Regulators from Europe and the U.S. to Japan and Australia have scrutinized more than $30 billion in global exchange mergers announced since October last year amid concern over who gets to control national capital markets. NYSE Euronext and Deutsche Boerse AG (DB1) must wait until Jan. 23 to find out if they’ve made enough concessions for Europe to allow them to form the world’s biggest exchange, NYSE Group Executive Vice President Garry Jones reiterated today.
TMX and Maple will work with the regulator to address the concerns, including identifying possible “remedial measures,” Maple said in the statement. The proposed deal needs approval from the commissioner.

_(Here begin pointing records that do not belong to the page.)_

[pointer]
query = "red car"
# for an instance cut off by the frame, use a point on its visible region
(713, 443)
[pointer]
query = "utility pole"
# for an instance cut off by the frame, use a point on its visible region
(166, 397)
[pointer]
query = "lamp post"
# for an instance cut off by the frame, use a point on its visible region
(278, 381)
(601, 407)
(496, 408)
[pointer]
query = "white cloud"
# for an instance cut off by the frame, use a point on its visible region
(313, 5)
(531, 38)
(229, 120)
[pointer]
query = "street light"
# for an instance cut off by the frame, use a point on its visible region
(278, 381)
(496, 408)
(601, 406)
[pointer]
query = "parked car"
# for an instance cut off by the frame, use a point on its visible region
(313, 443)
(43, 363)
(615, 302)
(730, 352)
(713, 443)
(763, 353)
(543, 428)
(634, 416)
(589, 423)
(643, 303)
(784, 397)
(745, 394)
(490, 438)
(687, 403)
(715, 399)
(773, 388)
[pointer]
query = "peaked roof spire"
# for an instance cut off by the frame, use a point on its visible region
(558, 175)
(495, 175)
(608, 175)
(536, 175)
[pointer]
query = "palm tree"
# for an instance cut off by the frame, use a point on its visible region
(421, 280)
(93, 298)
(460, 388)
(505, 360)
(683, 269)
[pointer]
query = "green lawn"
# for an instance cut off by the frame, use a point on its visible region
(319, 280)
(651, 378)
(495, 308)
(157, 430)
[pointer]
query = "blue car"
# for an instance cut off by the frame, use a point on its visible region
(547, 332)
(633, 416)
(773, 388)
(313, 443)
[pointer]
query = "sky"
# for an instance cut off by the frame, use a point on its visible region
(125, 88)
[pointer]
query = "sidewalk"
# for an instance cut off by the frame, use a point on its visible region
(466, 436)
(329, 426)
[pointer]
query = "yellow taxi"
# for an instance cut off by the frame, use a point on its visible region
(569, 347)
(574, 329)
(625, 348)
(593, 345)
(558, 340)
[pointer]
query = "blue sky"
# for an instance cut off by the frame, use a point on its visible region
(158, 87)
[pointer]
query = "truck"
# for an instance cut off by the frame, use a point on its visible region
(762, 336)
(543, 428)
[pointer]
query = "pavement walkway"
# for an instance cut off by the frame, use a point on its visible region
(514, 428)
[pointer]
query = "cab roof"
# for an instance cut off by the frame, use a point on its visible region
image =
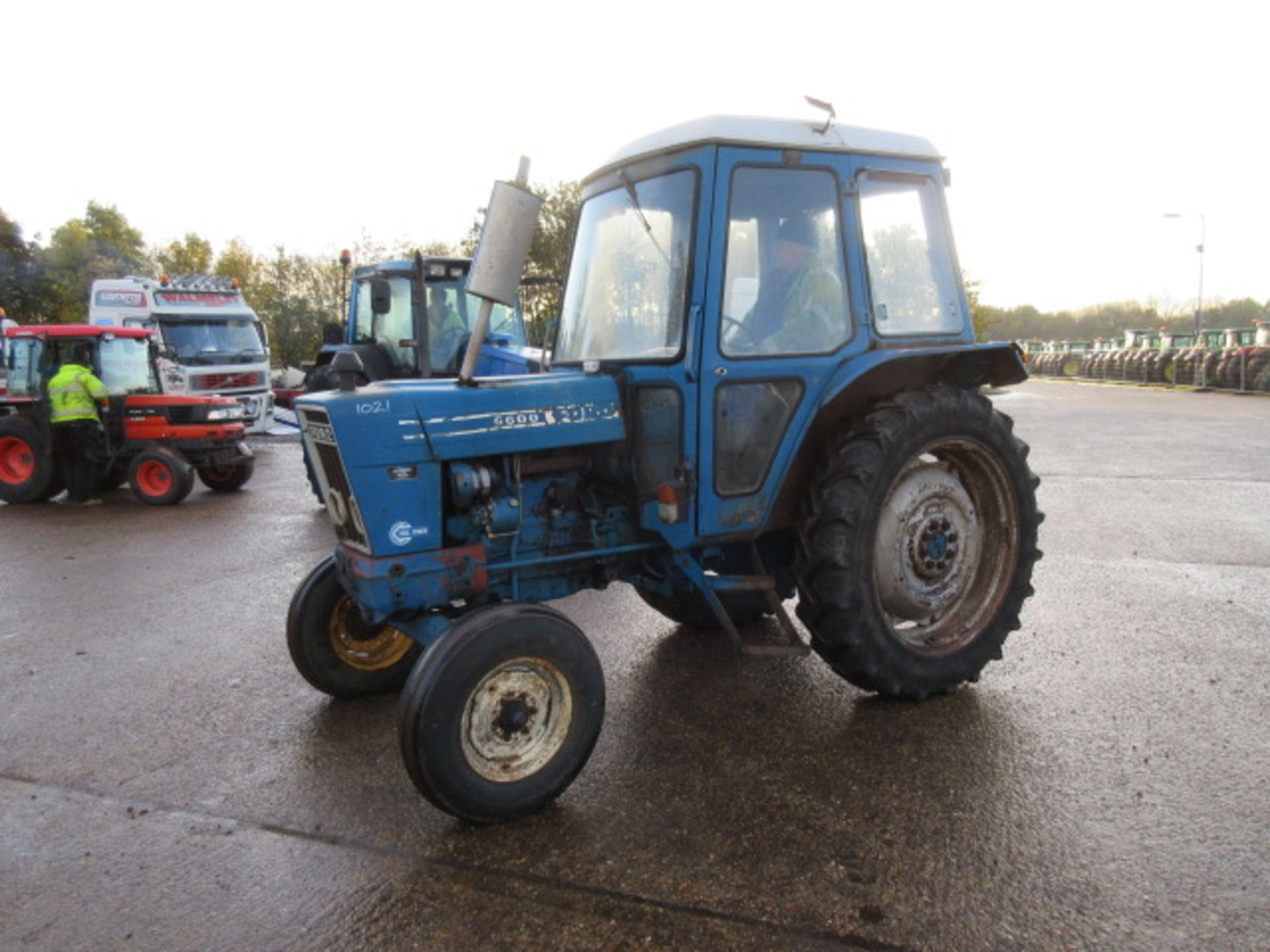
(773, 134)
(74, 331)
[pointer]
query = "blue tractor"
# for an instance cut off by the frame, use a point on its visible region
(763, 385)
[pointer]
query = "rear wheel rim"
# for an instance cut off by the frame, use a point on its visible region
(947, 546)
(17, 461)
(154, 477)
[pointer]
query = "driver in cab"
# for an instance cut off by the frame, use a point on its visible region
(446, 328)
(799, 309)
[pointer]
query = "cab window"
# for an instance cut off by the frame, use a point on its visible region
(911, 276)
(784, 276)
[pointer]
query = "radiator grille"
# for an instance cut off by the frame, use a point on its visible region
(337, 491)
(229, 381)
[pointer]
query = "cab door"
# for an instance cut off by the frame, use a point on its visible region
(779, 317)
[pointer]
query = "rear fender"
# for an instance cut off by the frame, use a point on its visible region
(876, 375)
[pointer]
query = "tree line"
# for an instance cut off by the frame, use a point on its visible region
(1109, 321)
(296, 295)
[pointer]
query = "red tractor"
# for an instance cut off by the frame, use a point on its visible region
(155, 441)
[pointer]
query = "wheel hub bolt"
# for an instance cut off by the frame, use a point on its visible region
(513, 716)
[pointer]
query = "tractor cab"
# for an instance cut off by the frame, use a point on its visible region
(411, 319)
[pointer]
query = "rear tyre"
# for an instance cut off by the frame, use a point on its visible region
(158, 476)
(502, 714)
(335, 651)
(226, 479)
(690, 607)
(28, 471)
(919, 539)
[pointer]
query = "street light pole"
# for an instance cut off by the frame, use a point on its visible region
(1199, 248)
(1199, 309)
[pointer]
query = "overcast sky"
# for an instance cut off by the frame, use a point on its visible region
(1071, 128)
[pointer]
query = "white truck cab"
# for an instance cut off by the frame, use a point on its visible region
(211, 342)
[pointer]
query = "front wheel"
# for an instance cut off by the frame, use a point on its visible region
(919, 537)
(335, 651)
(158, 476)
(502, 713)
(226, 479)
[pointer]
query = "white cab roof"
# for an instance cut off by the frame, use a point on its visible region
(773, 134)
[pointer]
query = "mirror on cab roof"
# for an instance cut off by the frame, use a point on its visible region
(381, 296)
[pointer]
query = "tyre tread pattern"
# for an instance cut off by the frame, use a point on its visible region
(833, 565)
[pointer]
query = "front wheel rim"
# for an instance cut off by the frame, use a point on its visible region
(362, 647)
(947, 546)
(154, 477)
(516, 720)
(17, 461)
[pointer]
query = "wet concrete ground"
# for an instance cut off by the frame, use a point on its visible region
(169, 782)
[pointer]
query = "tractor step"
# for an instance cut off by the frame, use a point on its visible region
(742, 583)
(792, 645)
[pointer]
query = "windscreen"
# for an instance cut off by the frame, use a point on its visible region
(126, 366)
(628, 281)
(214, 340)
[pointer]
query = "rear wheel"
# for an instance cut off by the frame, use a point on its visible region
(335, 651)
(502, 714)
(919, 541)
(158, 476)
(226, 479)
(28, 471)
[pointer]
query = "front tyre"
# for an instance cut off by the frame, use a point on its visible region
(159, 476)
(919, 537)
(335, 651)
(226, 479)
(502, 713)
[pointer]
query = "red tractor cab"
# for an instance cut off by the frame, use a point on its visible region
(154, 441)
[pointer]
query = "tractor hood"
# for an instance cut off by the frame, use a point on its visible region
(443, 420)
(379, 451)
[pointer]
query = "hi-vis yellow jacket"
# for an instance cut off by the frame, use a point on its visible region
(74, 393)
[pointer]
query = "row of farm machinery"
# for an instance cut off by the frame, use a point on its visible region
(1235, 358)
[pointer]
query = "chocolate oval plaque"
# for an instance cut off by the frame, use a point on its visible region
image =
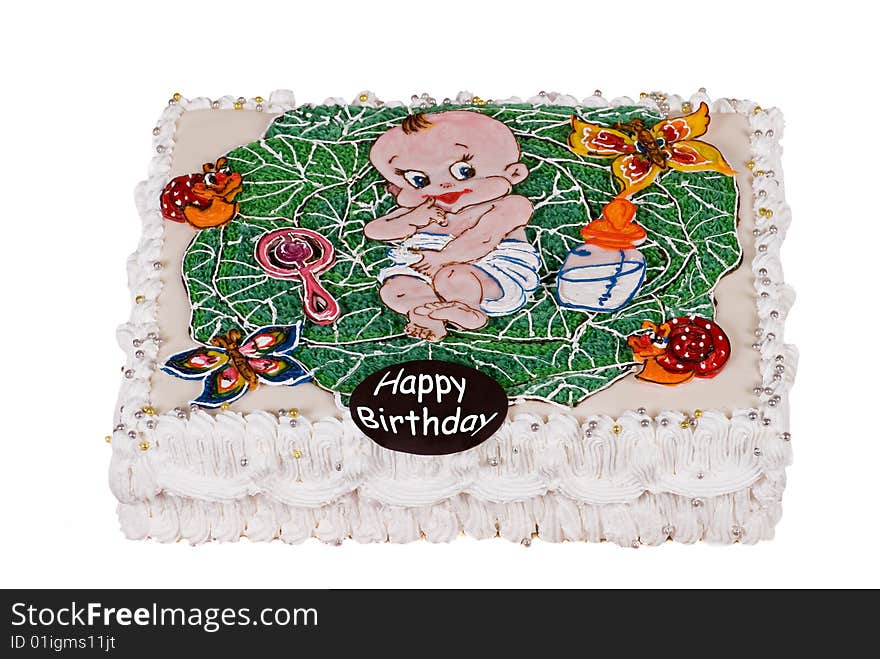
(428, 407)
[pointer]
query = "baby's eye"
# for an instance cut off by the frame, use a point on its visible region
(416, 178)
(462, 170)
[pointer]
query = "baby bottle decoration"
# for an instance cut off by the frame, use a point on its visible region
(606, 271)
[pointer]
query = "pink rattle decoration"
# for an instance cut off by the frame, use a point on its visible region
(296, 253)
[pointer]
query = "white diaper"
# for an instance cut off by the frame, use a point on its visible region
(514, 266)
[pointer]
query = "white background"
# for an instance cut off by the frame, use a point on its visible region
(82, 88)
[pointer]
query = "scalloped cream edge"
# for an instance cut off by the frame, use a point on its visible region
(632, 480)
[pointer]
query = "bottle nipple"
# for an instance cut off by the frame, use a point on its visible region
(616, 228)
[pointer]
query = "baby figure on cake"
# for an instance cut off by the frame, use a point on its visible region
(460, 253)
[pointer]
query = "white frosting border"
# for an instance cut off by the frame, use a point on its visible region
(631, 480)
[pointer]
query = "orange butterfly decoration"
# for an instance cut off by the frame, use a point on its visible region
(641, 154)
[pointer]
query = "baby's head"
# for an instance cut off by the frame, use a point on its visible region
(458, 158)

Deutsche Boerse’s bid for NYSE is the only one of the announced deals to have been approved by shareholders, while the board of TMX has recommended owners accept Maple’s offer.
“We’re still optimistic that things will go through,” NYSE’s Jones said in Singapore on the sidelines of a conference on derivatives trading. “There’s an ongoing market consultation process. After that, they’ll come back to us and tell us whether they think it’s going to work or not going to work.”
The European Union’s decision on whether to approve the deal has been postponed for about a month to Jan. 23 because of the holiday period, said Jones, head of global derivatives at NYSE. “It’s purely an administrative delay,” he said. Cynthia Wan, an information officer at the European Union office in Hong Kong, referred inquiries to colleagues in Brussels.
Maple Group, comprising of Canadian pension funds and banks, made an unsolicited offer for TMX in May, challenging a friendly bid by London Stock Exchange Group Plc. LSE and TMX scrapped their cash-and-stock transaction on June 30 after failing to get enough shareholder backing and amid political opposition to the deal.
TMX Chief Executive Officer Thomas Kloet said at the time that addressing competition concerns was a “significant hurdle” in relation to the LSE bid.
Tokyo Stock Exchange Group Inc., operator of Japan’s largest bourse, last week announced a takeover bid that values Osaka Securities Exchange Co. at 129.6 billion yen ($1.66 billion). That transaction requires regulatory approval.
TSE holds a 4.99 percent stake in Singapore Exchange Ltd. (SGX), whose bid for ASX Ltd., Australia’s main bourse operator, was rejected in April by the southern country’s Deputy Prime Minister and Treasurer Wayne Swan because it was deemed to be against “national interest.”
Opponents of the Deutsche Boerse and NYSE merger were asked to give their views on a Nov. 17 offer to divest some European single-equity derivatives units, according to a document obtained by Bloomberg News that was sent by the European Commission Nov. 22. Clients and competitors were also asked for their views on Deutsche Boerse’s proposal to give rivals temporary access to its clearinghouse, Eurex Clearing, for new products.
Most of the EU’s objections focus on “the trading of derivatives on exchange,” EU Competition Commissioner Joaquin Almunia told lawmakers Nov. 22. Regulators told the two companies last month that their deal would monopolize derivatives trading in the region. The EU can block a deal or require concessions from companies to eliminate potential antitrust problems.
An EU antitrust complaint sent to the companies in October rejected arguments from Deutsche Boerse and NYSE that they aren’t direct rivals on short-term and long-term interest rate debt products.
The concessions submitted to regulators attempted to assuage those criticisms and EU concerns over European single- stock equity derivatives and European equity-index derivatives, according to the document.
The NYSE takeover would put more than 90 percent of the region’s exchange-traded derivatives market and about 30 percent of European stock trading in the hands of one organization.
“When you put together remedies, things are going to change to allow regulators to approve the deal,” Jones said. “Because of the holiday period, we just got delayed for a month. There’s nothing to read into it.”